First. Bonds played those games, and he hit those home runs. Baseball is an entertainment and a business. It reflects America – and it reflects this reality about business – definitely in 21st century America --- and probably about all commercial ventures for all time. If your leading salesman is a drunk, a steroid user, a wife abuser, a felon, a psychopath, an anything, he will remain on the payroll and continue to draw the top salary. Whistle blowers can whistle while they’re begging for pennies on the street.

These baseball games happened, and the records need to reflect what happened. They can strike Barry Bonds’ name from the record books the moment baseball returns every cent of money they made off of Barry Bonds, and give all of us back all the time we spent enjoying the baseball world of the late 1990s. If some people have a tough time explaining to their kids about the nature of cheaters and prospering, maybe they can start off by saying that in one respect, its only baseball. It’s only a mirror on what is really important. It seems to me (a man without children) to be a rather painless way of teaching the value of money versus the value of values. Not to mention the somewhat more subtle lesson about the harm that comes when you take lists of facts, and try to equate the facts with the truth.

Second. It’s hard to know who cares, really, except sportswriters and bloggers. This year baseball promises to be not only steroid free (hah), but also amphetamine free (which is probably easier to do). Let’s see what ESPN, the same people who are frying Bonds now, say when they don’t have enough home runs on August 23rd to fill a 15-minute SportsCenter.
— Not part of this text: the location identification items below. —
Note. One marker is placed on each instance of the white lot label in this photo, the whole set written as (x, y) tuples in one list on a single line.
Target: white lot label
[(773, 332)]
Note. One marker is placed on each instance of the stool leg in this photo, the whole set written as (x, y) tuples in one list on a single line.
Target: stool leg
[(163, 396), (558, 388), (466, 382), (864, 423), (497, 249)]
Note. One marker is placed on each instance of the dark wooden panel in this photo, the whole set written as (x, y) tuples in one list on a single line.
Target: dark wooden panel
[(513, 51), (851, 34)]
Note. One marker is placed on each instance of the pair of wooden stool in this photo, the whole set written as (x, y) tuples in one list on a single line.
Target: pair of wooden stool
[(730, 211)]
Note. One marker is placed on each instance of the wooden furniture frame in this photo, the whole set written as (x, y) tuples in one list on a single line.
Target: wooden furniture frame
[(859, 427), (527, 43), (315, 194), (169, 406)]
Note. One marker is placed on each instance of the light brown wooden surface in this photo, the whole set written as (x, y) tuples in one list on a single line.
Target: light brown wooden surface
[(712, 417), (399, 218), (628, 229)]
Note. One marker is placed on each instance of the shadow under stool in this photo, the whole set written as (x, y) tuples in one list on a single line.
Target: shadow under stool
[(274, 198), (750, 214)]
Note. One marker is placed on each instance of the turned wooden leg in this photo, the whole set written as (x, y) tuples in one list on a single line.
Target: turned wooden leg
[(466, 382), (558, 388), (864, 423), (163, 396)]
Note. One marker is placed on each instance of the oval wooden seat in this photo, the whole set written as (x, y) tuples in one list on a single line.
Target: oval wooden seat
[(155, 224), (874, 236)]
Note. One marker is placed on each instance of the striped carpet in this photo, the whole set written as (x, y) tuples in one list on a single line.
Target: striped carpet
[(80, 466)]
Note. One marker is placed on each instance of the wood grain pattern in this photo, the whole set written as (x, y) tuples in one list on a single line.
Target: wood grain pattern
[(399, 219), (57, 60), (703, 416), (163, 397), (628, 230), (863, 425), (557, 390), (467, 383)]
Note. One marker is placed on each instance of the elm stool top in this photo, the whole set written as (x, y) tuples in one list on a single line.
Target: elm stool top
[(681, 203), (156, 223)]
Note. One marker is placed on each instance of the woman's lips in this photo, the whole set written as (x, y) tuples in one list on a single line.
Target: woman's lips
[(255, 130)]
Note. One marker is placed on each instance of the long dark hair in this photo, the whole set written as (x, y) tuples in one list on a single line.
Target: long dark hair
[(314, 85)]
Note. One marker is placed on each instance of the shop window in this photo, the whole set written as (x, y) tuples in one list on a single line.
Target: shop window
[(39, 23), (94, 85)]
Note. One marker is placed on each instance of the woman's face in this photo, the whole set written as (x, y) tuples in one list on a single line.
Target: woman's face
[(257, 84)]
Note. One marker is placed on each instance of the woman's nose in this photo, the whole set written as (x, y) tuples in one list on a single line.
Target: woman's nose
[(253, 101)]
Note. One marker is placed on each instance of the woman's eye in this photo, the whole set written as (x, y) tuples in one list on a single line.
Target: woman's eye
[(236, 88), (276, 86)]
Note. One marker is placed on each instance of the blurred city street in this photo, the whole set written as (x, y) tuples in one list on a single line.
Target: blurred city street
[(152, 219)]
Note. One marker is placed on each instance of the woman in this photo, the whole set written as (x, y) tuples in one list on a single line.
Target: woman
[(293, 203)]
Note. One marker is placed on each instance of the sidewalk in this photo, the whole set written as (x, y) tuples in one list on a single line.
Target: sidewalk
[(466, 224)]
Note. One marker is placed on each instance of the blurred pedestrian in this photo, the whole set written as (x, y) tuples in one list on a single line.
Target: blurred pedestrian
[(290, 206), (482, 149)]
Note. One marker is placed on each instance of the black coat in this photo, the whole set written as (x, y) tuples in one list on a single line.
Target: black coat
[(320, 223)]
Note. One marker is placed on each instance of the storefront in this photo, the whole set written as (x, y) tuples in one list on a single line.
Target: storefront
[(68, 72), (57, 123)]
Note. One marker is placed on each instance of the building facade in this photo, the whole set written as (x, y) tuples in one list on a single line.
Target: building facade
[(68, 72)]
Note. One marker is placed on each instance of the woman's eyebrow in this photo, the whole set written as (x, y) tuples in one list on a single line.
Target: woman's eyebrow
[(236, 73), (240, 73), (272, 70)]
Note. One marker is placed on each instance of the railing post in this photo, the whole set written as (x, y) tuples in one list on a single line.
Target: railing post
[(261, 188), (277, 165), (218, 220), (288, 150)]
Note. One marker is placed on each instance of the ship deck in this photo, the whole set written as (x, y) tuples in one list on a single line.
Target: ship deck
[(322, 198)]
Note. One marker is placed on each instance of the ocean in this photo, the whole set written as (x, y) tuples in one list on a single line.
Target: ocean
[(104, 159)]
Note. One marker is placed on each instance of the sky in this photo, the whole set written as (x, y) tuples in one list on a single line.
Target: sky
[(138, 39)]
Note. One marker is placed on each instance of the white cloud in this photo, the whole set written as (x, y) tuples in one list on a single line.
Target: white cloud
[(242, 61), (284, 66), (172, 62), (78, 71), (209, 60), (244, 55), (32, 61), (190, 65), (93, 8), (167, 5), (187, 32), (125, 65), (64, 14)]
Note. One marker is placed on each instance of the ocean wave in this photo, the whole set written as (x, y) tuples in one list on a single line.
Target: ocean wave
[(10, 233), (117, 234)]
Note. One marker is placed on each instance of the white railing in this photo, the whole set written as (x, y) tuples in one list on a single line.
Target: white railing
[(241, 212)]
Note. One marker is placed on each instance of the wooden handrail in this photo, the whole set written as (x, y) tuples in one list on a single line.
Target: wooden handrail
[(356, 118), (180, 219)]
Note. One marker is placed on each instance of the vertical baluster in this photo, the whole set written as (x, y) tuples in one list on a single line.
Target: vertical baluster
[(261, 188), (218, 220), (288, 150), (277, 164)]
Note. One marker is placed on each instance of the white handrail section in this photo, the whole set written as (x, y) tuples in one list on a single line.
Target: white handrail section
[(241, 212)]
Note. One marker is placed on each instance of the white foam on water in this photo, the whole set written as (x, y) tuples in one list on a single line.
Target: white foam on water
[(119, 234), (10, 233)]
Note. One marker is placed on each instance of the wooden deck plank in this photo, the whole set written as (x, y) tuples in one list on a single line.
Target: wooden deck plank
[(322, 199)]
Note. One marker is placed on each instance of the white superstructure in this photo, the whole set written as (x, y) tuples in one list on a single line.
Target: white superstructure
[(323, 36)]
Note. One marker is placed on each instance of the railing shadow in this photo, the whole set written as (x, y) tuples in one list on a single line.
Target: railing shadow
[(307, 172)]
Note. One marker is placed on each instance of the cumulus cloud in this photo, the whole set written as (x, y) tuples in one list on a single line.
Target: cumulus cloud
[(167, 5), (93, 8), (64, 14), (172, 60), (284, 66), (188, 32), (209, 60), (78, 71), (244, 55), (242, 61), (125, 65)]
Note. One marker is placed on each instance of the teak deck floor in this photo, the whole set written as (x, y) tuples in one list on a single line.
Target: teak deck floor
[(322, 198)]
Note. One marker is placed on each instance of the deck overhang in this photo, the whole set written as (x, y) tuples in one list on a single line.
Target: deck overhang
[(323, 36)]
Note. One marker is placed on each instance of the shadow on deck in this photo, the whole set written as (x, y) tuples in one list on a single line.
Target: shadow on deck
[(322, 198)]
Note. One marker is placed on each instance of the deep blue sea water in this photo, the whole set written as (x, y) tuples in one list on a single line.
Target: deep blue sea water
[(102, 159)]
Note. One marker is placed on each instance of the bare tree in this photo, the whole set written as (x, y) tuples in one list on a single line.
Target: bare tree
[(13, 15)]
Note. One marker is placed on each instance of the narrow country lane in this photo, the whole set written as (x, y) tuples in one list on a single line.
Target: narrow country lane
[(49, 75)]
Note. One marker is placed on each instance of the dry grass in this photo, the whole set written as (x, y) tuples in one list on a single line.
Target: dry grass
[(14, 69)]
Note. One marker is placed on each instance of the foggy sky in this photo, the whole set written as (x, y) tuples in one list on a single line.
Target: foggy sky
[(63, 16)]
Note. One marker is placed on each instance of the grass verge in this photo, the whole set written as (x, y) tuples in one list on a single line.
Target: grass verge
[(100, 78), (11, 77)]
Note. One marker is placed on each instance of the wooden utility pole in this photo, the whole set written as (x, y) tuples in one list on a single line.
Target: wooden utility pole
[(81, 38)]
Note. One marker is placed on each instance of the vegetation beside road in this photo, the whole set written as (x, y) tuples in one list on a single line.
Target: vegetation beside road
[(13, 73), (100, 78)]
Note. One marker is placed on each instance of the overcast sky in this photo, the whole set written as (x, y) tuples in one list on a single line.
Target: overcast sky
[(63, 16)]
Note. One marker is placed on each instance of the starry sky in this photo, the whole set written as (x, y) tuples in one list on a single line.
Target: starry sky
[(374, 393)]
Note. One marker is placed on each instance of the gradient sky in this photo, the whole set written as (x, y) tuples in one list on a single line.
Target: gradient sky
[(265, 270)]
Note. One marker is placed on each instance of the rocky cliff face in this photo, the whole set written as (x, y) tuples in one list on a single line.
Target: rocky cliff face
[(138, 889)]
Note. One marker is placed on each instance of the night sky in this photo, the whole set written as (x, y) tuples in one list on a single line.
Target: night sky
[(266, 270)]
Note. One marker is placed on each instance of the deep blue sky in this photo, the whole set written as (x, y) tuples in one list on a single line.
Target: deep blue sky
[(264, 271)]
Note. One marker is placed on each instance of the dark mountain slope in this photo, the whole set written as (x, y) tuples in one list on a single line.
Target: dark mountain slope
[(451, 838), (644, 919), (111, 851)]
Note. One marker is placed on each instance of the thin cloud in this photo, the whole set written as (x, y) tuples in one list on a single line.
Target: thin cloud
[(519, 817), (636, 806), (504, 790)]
The jury is not out on this. The mastermind behind this whole ugly steroid scandal, Victor Conte, the man behind BALCO, the Bay Area chemistry lab that supplied Bonds, and probably McGwire, Canseco, Palmeiro and so many others, was already tried and convicted. Found to be the man who took the whole steroid scandal up to the next level. Without him, would Barry Bonds have had the ability to make any of his evil dreams a reality? Probably not. Guilty. Guilty. Guilty. Guilty. His sentence for all this perfidy? Four months followed by four months house arrest. Book deal and movie of the week to follow.
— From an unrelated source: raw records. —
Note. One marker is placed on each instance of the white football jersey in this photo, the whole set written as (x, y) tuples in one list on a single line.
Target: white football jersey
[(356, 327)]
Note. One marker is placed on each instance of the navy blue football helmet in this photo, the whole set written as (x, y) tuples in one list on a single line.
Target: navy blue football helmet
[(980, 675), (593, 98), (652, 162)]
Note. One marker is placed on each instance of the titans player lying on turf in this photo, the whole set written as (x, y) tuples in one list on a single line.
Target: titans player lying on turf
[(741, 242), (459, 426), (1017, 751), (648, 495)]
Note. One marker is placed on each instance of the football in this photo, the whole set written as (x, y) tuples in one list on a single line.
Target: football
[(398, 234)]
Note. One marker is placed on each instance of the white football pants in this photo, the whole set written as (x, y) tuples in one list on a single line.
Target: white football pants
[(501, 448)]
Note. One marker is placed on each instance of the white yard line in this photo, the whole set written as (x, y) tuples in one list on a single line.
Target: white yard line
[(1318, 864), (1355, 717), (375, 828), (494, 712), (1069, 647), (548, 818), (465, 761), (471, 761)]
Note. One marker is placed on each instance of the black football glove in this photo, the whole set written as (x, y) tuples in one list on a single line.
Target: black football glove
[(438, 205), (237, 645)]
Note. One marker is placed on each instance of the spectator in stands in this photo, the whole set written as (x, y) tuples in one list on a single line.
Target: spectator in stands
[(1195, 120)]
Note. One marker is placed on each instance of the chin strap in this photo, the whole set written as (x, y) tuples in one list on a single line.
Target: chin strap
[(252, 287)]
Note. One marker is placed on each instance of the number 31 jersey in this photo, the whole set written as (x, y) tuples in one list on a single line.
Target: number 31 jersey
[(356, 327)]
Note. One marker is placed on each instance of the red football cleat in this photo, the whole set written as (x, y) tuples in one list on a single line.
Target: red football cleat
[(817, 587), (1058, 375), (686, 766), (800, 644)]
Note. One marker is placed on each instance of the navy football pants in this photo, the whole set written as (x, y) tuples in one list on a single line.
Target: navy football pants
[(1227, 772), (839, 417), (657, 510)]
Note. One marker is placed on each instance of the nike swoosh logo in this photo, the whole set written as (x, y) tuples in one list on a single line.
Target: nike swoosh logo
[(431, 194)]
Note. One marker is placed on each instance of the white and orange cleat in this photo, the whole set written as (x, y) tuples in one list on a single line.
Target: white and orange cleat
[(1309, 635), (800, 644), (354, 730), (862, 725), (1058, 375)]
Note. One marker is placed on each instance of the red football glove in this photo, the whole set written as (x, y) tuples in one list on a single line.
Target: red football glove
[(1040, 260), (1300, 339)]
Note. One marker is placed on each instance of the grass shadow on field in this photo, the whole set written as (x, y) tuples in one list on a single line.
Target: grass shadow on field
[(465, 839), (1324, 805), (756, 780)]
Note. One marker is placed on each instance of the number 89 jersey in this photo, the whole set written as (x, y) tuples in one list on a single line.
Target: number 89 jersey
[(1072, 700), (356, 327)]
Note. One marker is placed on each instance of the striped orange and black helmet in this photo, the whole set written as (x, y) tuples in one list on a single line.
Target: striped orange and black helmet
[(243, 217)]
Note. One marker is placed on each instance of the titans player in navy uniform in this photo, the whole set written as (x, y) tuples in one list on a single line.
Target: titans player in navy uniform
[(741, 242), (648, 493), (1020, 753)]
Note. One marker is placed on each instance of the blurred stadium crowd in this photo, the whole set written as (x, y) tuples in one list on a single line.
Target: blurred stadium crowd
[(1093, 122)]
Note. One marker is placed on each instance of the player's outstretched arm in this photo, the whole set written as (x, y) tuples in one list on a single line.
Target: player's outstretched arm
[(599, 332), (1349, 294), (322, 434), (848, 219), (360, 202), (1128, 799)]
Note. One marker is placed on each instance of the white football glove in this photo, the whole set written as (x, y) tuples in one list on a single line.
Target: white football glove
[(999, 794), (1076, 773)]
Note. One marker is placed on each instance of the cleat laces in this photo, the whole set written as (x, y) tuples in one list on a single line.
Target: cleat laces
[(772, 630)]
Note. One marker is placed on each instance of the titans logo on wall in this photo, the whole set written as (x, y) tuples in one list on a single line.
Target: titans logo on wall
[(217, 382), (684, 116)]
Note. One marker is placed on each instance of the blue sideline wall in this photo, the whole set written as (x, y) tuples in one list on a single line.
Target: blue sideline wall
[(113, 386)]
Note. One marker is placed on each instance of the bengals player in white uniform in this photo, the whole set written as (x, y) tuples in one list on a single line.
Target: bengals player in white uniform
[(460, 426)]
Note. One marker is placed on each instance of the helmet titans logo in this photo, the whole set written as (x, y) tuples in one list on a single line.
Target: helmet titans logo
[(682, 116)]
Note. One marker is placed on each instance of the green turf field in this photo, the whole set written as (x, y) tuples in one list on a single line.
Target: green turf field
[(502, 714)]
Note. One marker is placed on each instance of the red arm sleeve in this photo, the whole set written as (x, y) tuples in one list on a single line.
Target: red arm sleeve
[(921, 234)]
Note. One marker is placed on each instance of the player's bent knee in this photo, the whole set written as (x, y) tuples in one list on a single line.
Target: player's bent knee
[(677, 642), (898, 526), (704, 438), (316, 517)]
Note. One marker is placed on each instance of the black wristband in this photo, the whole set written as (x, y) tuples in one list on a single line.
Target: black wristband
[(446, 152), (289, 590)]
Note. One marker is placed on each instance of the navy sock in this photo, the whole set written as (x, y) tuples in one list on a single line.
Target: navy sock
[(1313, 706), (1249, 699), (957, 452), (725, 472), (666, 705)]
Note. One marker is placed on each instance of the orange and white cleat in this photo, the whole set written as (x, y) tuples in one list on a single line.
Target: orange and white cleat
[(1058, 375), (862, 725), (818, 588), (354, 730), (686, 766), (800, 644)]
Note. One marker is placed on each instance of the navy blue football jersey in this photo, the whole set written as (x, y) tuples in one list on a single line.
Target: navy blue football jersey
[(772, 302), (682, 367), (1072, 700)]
Because of how the system responded to Conte, and to Anderson, the trainer who actually shot Bonds up (3 months prison, 3 months house arrest), I’m still open to the idea that Barry Bonds will come to be seen, may be seen already, as a man ahead of his time. Someone who helped us all by showing us how much a fellow can do with a good pharmacist by his side. Dystopia 2050? Nope, just science pointing us to a longer, more productive work day.